Vor dem Berliner Reichstag ist am Freitagabend ein einmotoriges Ultra-Leichtflugzeug abgestürzt. Der Pilot kam dabei nach Angaben der Berliner Feuerwehr ums Leben.

Der Absturz eines Kleinflugzeuges vor dem Berliner Reichstagsgebäude hatte offenbar ein Familiendrama als Hintergrund. Bei dem dabei ums Leben gekommenen Piloten handelt es sich um einen 39-jährigen Familienvater aus Erkner bei Berlin, wie die Polizei Frankfurt (Oder) der Nachrichtenagentur AP am Samstag bestätigte. Dessen Ehefrau wird seit vergangenem Montag vermisst.

Die Polizei geht nach einem Bericht des Magazins „Focus“ davon aus, dass die 36-Jährige Opfer eines Tötungsverbrechens wurde.

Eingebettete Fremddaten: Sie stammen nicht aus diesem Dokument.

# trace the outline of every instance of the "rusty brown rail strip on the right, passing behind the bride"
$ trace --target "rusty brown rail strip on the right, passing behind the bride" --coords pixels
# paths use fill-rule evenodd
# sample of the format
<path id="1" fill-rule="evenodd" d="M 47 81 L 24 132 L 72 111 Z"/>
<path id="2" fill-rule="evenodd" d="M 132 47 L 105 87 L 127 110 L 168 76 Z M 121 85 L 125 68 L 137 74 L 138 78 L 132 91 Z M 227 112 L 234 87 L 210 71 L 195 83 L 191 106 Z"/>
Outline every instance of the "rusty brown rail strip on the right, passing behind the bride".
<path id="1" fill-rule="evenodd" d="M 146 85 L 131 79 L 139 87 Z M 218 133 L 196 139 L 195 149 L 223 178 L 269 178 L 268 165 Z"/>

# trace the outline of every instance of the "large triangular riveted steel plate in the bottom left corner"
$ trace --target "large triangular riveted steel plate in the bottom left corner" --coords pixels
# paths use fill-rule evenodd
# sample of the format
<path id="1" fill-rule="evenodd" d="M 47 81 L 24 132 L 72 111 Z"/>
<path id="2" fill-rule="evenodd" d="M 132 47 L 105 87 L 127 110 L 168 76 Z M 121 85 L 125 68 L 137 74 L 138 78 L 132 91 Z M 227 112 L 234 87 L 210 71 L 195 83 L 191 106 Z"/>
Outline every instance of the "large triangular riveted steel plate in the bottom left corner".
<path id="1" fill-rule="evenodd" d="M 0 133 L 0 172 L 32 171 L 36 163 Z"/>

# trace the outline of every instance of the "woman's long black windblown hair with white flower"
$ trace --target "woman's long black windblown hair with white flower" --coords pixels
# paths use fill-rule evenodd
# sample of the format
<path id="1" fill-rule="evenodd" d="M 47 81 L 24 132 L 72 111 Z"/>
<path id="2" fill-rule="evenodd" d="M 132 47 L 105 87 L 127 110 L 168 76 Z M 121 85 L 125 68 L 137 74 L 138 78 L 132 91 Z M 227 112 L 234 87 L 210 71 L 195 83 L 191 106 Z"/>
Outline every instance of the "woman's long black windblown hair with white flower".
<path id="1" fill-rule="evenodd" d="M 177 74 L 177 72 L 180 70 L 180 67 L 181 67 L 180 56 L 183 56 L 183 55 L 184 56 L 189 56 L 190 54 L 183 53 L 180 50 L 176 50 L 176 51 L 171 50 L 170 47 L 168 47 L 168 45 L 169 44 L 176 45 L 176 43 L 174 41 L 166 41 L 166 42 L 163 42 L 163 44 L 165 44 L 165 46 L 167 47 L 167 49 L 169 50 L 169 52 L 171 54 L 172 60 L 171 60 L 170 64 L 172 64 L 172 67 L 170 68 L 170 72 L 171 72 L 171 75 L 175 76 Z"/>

Der Frankfurter Polizeisprecher erklärte, die Beamten hätten den Mann aus Erkner am Freitag wegen des Verschwindens seiner Frau vernommen. Später war er mit seinem 14-jährigen Sohn vom Flugplatz im brandenburgischen Müncheberg aus mit seinem Kleinflugzeug gestartet. Bei einer Zwischenlandung ließ er den Burschen aussteigen und flog dann weiter Richtung Berlin, wo er am Abend über dem Regierungsviertel abstürzte.

Offiziell gehen die Ermittler noch nicht vom Tod der Ehefrau aus. „Sie gilt als vermisst“, sagte der Polizeisprecher. „Es ist aber auch möglich, dass sie einem Tötungsverbrechen zum Opfer gefallen ist.“

Die erste Vermisstenmeldung war den Angaben zufolge am vergangenen Montag von den Arbeitskollegen der Frau aus dem Grünflächenamt Berlin-Hirschgarten gekommen, nachdem diese nicht auf ihrer Arbeitsstelle erschienen war. Am Dienstag habe dann auch ihr Mann Vermisstenanzeige gestellt, hieß es. Ein Ermittlungsverfahren gegen ihn gab es jedoch nicht. Das Paar hat neben dem 14-jährigen Sohn noch eine schulpflichtige Tochter.

Das Ultraleichtflugzeug war kurz vor 20.30 Uhr mitten auf die Wiese vor dem Reichstagsgebäude gestürzt, sofort in Flammen aufgegangen und völlig ausgebrannt. Übrig blieb ein verkohltes Wrack. Der Pilot starb noch an der Unglücksstelle. Die Reichstagskuppel wurde nach dem Absturz geräumt. Die Feuerwehr war mit 30 Fahrzeugen und 90 Mitarbeitern im Einsatz.

Der Berliner Innensenator Erhard Körting hatte schon am Freitagabend nach ersten Ermittlungen ausgeschlossen, dass es sich um einen Terroranschlag handelte. „Nichts, überhaupt nichts deutet auf einen terroristischen Hintergrund hin“, betonte er. Hinter dem Absturz steckten „gegebenenfalls auch suizidale Absichten“. Einzelheiten wollte er am Samstagmittag auf einer Pressekonferenz mitteilen.